Effet de l’admission de preuves obtenues illégalement
Bien que les tribunaux arbitraux soient compétents pour décider de l'admissibilité des preuves, une telle décision peut nuire au caractère exécutoire d'une sentence. En Allemagne, par exemple:
Une sentence fondée sur des preuves obtenues illégalement est sujette à la non-reconnaissance en vertu de l'article V. (2) (b) si les intérêts concernés l'emportent sur la nécessité de finalité. Suite à une telle mise en balance des intérêts, une sentence fondée sur des bandes de vidéosurveillance produites illégalement à l'insu des personnes enregistrées a été considérée comme ne violant pas l'ordre public. [13]
Conclusion
Bien qu'il n'existe pas d'ensemble unique de règles applicables aux preuves, et notamment à l'admissibilité des preuves obtenues illégalement dans l'arbitrage international, la jurisprudence de la Cour internationale de Justice et les décisions des tribunaux arbitraux indiquent que lorsqu'il s'agit de décider de l'admissibilité de preuves obtenues illégalement, les tribunaux équilibrent le droit d’être entendu avec le droit à la vie privée et le devoir de bonne foi. toutefois, l'admissibilité de preuves obtenues illégalement peut avoir un impact sur le caractère exécutoire de la sentence qui en résulte.
[1] Loi 1/2000, de 7 janvier, sur la procédure civile, Article 265 (Espagne).
[2] Règlement d'arbitrage du CIRDI, Règle 36(2).
[3] J. Wancymer, Procédure et preuve en arbitrage international (Kluwer Law International 2012), 10.4.1.
[4] Règles de l'IBA sur l'obtention des preuves dans l'arbitrage international 2020, Préface.
[5] Règles de l'IBA sur l'obtention des preuves dans l'arbitrage international 2020, Article 9.3.
[6] N. Singh, Un quadruple test pour évaluer l’admissibilité des preuves obtenues illégalement dans l’arbitrage international, 2022 Le Journal Roumain de l'Arbitrage 85.
[7] N. Singh, Un quadruple test pour évaluer l’admissibilité des preuves obtenues illégalement dans l’arbitrage international, 2022 Le Journal Roumain de l'Arbitrage 85.
[8] Canal de Corfou (Royaume-Uni de Grande-Bretagne et d'Irlande du Nord c.. Albanie), Cour internationale de Justice, 9 avril 1949, p. 36.
[9] P. Ashford, L’admissibilité des preuves obtenues illégalement, 2019 Arbitrage: Le Journal International de l'Arbitrage: Médiation et gestion des litiges 337, p. 384.
[10] Mthanex contre les États-Unis, Prix final, 3 août 2005, pour. 53.
[11] Libanaco Holdings contre Turquie, Affaire CIRDI n °. ARB/06/8, Décision sur les questions préliminaires, 23 juin 2008, pour. 82.

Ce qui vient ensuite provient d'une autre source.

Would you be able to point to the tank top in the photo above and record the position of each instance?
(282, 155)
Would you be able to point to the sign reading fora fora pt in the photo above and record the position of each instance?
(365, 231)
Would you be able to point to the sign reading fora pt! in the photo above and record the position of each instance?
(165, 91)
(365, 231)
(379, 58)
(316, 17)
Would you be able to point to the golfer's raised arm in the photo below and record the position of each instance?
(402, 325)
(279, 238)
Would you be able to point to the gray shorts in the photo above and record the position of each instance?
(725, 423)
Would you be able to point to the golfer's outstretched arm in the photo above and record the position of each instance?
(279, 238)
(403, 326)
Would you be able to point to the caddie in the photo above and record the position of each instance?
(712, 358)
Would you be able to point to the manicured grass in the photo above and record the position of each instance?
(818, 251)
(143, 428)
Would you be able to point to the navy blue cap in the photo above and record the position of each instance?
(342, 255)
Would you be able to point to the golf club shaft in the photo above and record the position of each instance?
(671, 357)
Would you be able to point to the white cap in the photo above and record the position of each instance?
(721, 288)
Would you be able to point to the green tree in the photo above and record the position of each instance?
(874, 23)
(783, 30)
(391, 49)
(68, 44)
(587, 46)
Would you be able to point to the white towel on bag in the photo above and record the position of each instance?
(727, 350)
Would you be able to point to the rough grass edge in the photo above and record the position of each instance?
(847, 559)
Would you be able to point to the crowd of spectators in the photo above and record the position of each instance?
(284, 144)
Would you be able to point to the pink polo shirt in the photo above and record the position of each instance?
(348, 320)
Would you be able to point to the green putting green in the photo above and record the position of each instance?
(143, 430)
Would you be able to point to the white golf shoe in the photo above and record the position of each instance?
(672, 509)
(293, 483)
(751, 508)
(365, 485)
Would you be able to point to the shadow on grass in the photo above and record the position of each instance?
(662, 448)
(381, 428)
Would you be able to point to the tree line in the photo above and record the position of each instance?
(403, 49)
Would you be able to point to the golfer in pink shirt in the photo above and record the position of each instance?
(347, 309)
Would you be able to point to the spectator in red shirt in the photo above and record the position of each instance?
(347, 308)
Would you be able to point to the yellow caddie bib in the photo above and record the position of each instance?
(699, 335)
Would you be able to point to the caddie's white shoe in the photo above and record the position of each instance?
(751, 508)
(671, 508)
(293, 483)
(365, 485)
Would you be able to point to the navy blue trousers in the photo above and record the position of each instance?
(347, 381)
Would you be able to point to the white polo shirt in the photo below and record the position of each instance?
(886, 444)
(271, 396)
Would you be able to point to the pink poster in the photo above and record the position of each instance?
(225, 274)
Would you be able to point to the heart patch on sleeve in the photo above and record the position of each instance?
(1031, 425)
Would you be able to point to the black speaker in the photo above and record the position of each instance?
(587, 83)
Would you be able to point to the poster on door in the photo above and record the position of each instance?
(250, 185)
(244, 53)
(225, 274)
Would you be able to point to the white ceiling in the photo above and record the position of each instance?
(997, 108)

[12] Caratube International Oil Company LLP c. la République du Kazakhstan, Affaire CIRDI n °. ARB / 08/12, Décision concernant la demande de mesures provisoires du demandeur, 31 juillet 2009, pour. 101.
[13] C. Boris, R. Hennecke, et coll., Convention de New York, ArticleV [Motifs de refus de reconnaissance et d'exécution des sentences arbitrales], dans R. Wolff (éd), Convention de New York: Commentaire article par article (Deuxième édition) 231, pour. 554.